A Cautious Man
January 26, 2005
"(Maple-Sugaring) Axes of Evil"
The Department of Education has apparently succeeded in protecting America's youth from being corrupted by scenes of "maple-sugaring" in the woods of Vermont. The scene of the almost-crime is a PBS children's show called "Postcards from Buster", which chronicles the travels of a white rabbit (hmm, wonder why they let that one go?). Anyway, this "Buster" rabbit journeys around the country, meeting different people. He has a "blog", where you can read details of some of his episodes/adventures. From looking at the various entries, he visits with Americans from all walks of life, from varied religious traditions, from all types of neighborhoods, and backgrounds ranging from immigrant to Native American. However, on one of those visits, in an episode called "Sugartime!", he visits with some people that the Department of Education would just as soon not be mentioned - a lesbian couple. This was too much for the Department of Education:
Education Secretary Margaret Spellings said the "Sugartime!" episode does not fulfill the intent Congress had in mind for programming. By law, she said, any funded shows must give top attention to "research-based educational objectives, content and materials."

"Many parents would not want their young children exposed to the lifestyles portrayed in the episode," Spellings wrote in a letter sent Tuesday to Pat Mitchell, president and chief executive officer of PBS.

"Congress' and the Department's purpose in funding this programming certainly was not to introduce this kind of subject matter to children, particularly through the powerful and intimate medium of television."

She asked PBS to consider refunding the money it spent on the episode.

With her letter, Spellings has made criticism of the publicly funded program's depiction of the gay lifestyle one of her first acts as secretary.
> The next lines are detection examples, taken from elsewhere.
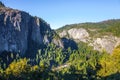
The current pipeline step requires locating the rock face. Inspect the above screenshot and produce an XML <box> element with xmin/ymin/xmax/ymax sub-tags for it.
<box><xmin>59</xmin><ymin>28</ymin><xmax>120</xmax><ymax>53</ymax></box>
<box><xmin>89</xmin><ymin>36</ymin><xmax>120</xmax><ymax>53</ymax></box>
<box><xmin>0</xmin><ymin>7</ymin><xmax>63</xmax><ymax>55</ymax></box>
<box><xmin>59</xmin><ymin>28</ymin><xmax>89</xmax><ymax>42</ymax></box>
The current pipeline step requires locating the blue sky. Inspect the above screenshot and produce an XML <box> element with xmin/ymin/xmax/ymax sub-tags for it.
<box><xmin>0</xmin><ymin>0</ymin><xmax>120</xmax><ymax>29</ymax></box>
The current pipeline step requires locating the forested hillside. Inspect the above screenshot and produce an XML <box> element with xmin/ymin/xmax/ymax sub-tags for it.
<box><xmin>0</xmin><ymin>2</ymin><xmax>120</xmax><ymax>80</ymax></box>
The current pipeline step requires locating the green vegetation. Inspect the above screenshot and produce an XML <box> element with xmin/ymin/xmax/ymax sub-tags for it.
<box><xmin>0</xmin><ymin>42</ymin><xmax>120</xmax><ymax>80</ymax></box>
<box><xmin>0</xmin><ymin>1</ymin><xmax>5</xmax><ymax>8</ymax></box>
She began on Monday, replacing Rod Paige as President Bush's education chief.

Spellings issued three requests to PBS.

She asked that her department's seal or any statement linking the department to the show be removed. She asked PBS to notify its member stations of the nature of show so they could review it before airing it. And she asked for the refund "in the interest of avoiding embroiling the Ready-To-Learn program in a controversy that will only hurt" it.

In closing, she warned: "You can be assured that in the future the department will be more clear as to its expectations for any future programming that it funds."
Now, as it happens, the "blog" for that episode has already been removed from the show's website. But, it's still available via the Google cache. This is what was so contrary to the mission and intent of the Department of Education:
We traveled to Vermont in the spring. They call it "mud season" because all the melting snow makes lots of mud. It's like the whole state is a mud puddle!
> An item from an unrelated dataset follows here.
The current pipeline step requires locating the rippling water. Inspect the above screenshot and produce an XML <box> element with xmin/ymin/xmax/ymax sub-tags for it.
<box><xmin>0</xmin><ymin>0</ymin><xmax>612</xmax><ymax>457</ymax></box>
While there, we visited Emma, David, and James, who live with their two moms, Karen and Gillian. Karen and my mom used to work at the same newspaper together.
Now, remember, this is a show in which the main character travels around and meets different kinds of people. The Department of Education apparently is concerned that simply meeting a same-sex couple will cause some sort of viewer trauma. Now, it seems to me that if any child has a question about what he or she sees on television (or a person he or she meets in real life, because that will happen), the parents can then share their views with the child. I find it hard to believe that the episode violated any valid Education Department policy, or any principle that would be espoused by a responsible educator. I think the Education Secretary's snit about this was uncalled for, and it's unfortunate that PBS felt that, politically, it had to cave in to these people.